Pour comprendre le caractère complexe de la politique du PRI au pouvoir et de ses rapports particuliers avec la gauche latino-américaine, il est intéressant de prendre quelques exemples. Le président « tiers-mondiste » Echeverría (1970-1976) rompt les relations avec la dictature de Pinochet et accueille des centaines de militants chiliens persécutés. De même, il offre l’asile à des militants politiques de gauche provenant d’Argentine, d’Uruguay et du Brésil. Mais en même temps, Echeverría (qui était par ailleurs un collaborateur de la CIA) applique pour la première fois de manière massive la politique des disparitions forcées pour éliminer des guérilleros mexicains. Or, les politiques progressistes telles que l’accueil d’exilés de la gauche latino-américaine conduisent une partie de la gauche à ne pas critiquer le régime du PRI. Ainsi, quand la militante des droits humains, Rosario Ibarra (dont le régime du PRI a fait disparaître le fils en avril 1975) participe en tant qu’animatrice du Comité Eureka aux réunions de FEDEFAM (Federación de Familiares de Desaparecidos de América Latina, Fédération des familles des disparus d’Amérique latine), elle est critiquée durement par les Mères de disparus du Cône Sud (Argentine, Chili, Uruguay, Chili, etc.), surtout les Chiliennes, qui refusaient d’inclure le Mexique dans la liste des régimes qui pratiquaient les disparitions forcées. Les militantes chiliennes ne souhaitaient pas qu’on mentionne le régime du président Luis Echeverría, notamment parce qu’il offrait l’asile à des dirigeants et à des militants de l’Unité Populaire fuyant la dictature de Pinochet. Plus tard, le gouvernement mexicain été parmi les premiers à reconnaître le régime sandiniste qui avait renversé la dictature de Somoza. Il a également soutenu le processus de négociations entre la guérilla salvadorienne et le régime en place. Le gouvernement mexicain avait aussi permis à Fidel Castro et à ses camarades, parmi lesquels Raul Castro et le Che, de s’entraîner à Mexico avant de lancer leur expédition contre le régime de Batista en novembre 1956 en quittant les côtes du Mexique à bord du bateau Granma. Le régime mexicain a défendu le régime cubain face aux États-Unis après la victoire de la révolution en 1959.

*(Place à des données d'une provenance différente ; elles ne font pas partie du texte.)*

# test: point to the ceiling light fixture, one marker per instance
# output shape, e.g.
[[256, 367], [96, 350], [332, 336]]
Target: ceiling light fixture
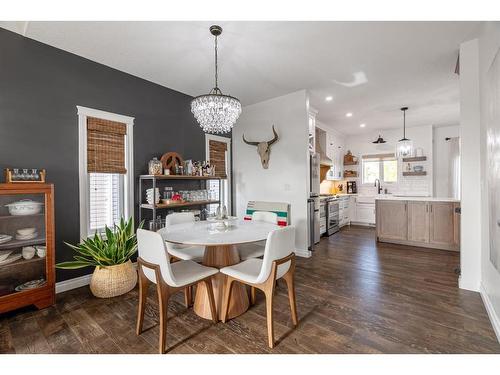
[[404, 147], [216, 112], [379, 140]]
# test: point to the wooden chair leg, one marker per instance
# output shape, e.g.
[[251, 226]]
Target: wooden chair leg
[[163, 296], [269, 312], [253, 295], [228, 284], [290, 284], [143, 297], [188, 296], [211, 299]]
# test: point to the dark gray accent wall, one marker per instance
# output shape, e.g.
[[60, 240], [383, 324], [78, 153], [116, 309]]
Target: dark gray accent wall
[[40, 87]]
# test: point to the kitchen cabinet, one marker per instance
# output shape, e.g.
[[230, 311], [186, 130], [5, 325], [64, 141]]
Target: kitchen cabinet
[[442, 224], [365, 213], [418, 221], [392, 220], [432, 224]]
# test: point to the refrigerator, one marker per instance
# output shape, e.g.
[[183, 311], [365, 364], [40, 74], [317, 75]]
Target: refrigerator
[[313, 219]]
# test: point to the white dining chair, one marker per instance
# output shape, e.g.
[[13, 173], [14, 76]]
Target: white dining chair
[[184, 252], [154, 266], [278, 262], [256, 249]]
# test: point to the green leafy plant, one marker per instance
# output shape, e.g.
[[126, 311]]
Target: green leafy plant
[[114, 246]]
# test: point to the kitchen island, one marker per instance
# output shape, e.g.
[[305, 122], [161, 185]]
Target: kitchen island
[[418, 221]]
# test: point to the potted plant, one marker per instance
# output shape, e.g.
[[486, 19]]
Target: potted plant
[[110, 253]]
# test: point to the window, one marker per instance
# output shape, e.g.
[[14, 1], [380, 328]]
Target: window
[[383, 166], [106, 169]]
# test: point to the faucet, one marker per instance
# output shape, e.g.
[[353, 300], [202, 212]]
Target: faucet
[[379, 188]]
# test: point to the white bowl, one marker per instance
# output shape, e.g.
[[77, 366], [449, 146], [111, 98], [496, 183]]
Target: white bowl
[[26, 231]]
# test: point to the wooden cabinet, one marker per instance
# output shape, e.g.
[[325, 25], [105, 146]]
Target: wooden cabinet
[[26, 223], [418, 221], [392, 220], [442, 224]]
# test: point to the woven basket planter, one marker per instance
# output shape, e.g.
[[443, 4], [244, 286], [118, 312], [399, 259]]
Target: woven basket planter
[[113, 281]]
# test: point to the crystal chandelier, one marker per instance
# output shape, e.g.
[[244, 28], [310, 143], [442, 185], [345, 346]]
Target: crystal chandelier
[[404, 147], [216, 112]]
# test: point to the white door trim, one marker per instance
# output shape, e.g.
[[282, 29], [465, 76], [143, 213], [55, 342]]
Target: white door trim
[[212, 137]]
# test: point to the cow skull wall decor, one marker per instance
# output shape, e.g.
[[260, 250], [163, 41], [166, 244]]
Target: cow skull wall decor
[[263, 148]]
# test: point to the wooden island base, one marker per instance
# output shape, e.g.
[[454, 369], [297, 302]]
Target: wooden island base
[[219, 257]]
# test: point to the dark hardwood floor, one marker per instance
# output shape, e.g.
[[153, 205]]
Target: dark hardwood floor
[[354, 296]]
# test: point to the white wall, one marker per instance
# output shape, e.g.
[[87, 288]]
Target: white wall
[[421, 136], [441, 158], [470, 165], [286, 180], [489, 44]]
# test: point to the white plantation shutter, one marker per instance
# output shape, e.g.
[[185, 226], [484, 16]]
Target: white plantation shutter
[[106, 200]]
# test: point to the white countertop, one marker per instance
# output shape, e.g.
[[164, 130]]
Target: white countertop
[[422, 199]]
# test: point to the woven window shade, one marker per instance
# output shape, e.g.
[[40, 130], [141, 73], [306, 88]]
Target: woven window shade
[[218, 157], [105, 146]]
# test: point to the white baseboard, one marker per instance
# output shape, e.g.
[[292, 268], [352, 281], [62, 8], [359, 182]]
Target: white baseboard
[[77, 282], [303, 253], [494, 318]]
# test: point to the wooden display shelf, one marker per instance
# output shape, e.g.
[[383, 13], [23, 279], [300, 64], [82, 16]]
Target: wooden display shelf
[[423, 173], [177, 205], [22, 261], [413, 159], [20, 243], [20, 216], [178, 177]]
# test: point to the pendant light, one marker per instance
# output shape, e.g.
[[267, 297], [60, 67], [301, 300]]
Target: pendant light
[[216, 112], [404, 147], [379, 139]]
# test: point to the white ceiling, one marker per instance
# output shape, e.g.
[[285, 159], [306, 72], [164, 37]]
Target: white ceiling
[[370, 68]]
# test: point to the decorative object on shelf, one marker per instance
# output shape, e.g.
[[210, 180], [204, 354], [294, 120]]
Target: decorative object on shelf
[[350, 173], [379, 140], [5, 238], [24, 207], [18, 175], [263, 148], [404, 147], [110, 253], [155, 167], [4, 254], [11, 258], [41, 251], [28, 252], [216, 112], [170, 160], [351, 187]]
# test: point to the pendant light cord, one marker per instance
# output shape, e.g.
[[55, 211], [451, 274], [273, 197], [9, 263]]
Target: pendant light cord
[[216, 66]]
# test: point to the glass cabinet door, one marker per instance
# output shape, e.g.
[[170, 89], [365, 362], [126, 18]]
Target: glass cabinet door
[[22, 243]]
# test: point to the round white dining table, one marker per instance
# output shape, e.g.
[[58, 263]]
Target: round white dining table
[[220, 251]]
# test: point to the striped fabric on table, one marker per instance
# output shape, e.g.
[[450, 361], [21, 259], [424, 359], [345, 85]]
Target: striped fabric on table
[[279, 208]]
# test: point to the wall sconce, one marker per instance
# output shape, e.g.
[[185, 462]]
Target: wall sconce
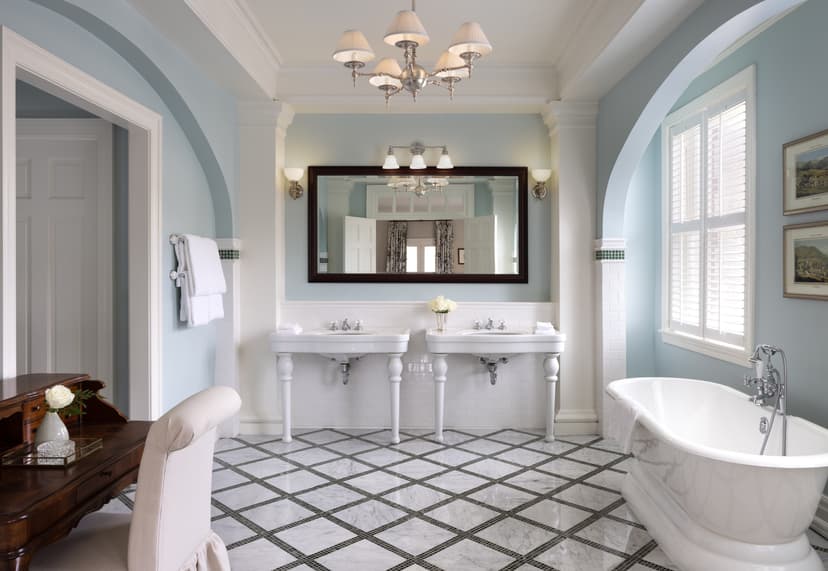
[[541, 176], [417, 159], [294, 175]]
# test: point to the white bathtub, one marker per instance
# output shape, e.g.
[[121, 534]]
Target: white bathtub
[[699, 485]]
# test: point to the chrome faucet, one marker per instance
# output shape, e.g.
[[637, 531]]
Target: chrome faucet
[[770, 384]]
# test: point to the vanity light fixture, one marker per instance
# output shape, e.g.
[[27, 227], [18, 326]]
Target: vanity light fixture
[[407, 33], [417, 159], [294, 175], [541, 176]]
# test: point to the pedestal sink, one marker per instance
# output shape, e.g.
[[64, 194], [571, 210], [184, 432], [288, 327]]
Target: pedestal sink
[[493, 346], [341, 346]]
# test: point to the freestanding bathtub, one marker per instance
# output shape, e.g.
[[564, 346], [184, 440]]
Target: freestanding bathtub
[[699, 485]]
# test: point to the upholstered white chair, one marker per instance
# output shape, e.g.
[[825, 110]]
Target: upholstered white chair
[[169, 529]]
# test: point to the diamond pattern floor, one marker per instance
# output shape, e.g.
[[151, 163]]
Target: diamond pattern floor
[[346, 500]]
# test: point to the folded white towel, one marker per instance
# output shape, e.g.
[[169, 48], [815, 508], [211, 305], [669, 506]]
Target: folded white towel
[[293, 328]]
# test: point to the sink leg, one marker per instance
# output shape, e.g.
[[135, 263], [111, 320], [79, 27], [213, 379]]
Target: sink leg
[[284, 368], [439, 367], [550, 373], [395, 377]]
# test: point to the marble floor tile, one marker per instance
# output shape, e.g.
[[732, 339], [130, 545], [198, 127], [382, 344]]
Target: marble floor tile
[[377, 482], [369, 515], [537, 481], [590, 497], [293, 482], [315, 535], [503, 497], [554, 514], [516, 535], [470, 556], [461, 514], [330, 497], [415, 497], [571, 555], [361, 556], [617, 535], [456, 482], [452, 457], [259, 555], [276, 514], [415, 536]]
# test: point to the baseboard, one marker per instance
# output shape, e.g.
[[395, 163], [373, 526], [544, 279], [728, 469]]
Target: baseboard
[[821, 518]]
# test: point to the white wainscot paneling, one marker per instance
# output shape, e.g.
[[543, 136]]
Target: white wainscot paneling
[[320, 399]]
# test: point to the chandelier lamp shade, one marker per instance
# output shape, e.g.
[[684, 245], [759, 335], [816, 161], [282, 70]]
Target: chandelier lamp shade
[[417, 158], [408, 33]]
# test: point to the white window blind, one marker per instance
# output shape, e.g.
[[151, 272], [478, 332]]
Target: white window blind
[[707, 247]]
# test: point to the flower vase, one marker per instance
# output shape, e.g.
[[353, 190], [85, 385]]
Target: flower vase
[[51, 428]]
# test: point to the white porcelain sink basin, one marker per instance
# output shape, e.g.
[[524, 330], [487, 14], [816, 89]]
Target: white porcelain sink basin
[[493, 343]]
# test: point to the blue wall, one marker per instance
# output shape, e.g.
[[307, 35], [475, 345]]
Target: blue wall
[[792, 78], [187, 201], [472, 140]]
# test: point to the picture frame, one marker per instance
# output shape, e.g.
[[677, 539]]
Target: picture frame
[[805, 261], [805, 174]]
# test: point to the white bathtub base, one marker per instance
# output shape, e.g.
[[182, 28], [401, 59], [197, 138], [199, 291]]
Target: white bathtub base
[[694, 548]]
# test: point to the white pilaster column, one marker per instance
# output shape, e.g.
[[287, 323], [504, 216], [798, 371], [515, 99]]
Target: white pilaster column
[[611, 319], [262, 131], [228, 330], [572, 130]]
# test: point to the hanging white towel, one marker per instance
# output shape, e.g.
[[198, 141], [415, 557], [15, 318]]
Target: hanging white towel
[[201, 280]]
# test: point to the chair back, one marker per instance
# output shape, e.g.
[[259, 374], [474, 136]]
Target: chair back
[[171, 519]]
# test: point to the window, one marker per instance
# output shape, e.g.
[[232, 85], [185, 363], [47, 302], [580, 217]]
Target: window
[[707, 166]]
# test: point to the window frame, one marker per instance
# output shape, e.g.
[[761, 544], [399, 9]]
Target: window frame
[[744, 81]]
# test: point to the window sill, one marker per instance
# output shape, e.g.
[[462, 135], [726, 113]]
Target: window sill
[[722, 351]]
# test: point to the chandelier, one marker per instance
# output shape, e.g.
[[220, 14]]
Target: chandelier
[[407, 33], [419, 185]]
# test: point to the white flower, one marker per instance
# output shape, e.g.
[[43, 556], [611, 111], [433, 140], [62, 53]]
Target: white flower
[[441, 305], [58, 397]]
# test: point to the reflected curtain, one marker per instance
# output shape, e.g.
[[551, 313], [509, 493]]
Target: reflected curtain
[[444, 234], [397, 242]]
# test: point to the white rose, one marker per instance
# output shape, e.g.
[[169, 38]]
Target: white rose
[[58, 397]]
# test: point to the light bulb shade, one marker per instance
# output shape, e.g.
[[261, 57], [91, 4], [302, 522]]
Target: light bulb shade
[[386, 68], [353, 46], [449, 60], [406, 27], [470, 38], [293, 174], [445, 161], [390, 162], [417, 162]]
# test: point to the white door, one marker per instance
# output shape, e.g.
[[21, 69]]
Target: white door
[[479, 241], [64, 247], [359, 245]]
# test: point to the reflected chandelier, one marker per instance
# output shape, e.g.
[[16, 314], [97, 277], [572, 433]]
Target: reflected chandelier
[[407, 33]]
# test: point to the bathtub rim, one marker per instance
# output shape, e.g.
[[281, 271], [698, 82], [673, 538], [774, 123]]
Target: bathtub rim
[[646, 418]]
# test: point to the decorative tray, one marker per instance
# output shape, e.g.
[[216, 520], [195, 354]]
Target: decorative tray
[[50, 454]]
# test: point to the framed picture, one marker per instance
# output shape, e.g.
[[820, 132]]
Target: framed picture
[[805, 261], [805, 174]]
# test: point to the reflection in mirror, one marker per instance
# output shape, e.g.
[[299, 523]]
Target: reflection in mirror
[[460, 225]]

Le gouvernement du PRI du président Carlos Salinas de Gortari (de 1988 à fin 1994) a réprimé le soulèvement zapatiste à partir de janvier 1994. Le monopole du pouvoir du PRI a commencé à se fracturer avec les évènements tragiques du séisme de 1985 qui a frappé très durement la ville de Mexico. La société a dû s’organiser elle-même face à l’inaction gouvernementale pendant la catastrophe naturelle, ce qui a marqué une nouvelle prise de conscience sociale et politique. La fracture décisive du monopole du PRI s’est manifestée aux élections pour élire le gouverneur de la Ville de Mexico en 1997, quand Cuauhtémoc Cárdenas (fils de Lázaro Cárdenas) est élu gouverneur comme candidat d’un parti qui s’opposait au PRI.

Le PRI est revenu au pouvoir en 2012. En juillet 2018, Andrés Manuel López Obrador, opposant au PRI, à la tête de Morena, une formation de centre gauche, a gagné les élections et est devenu président.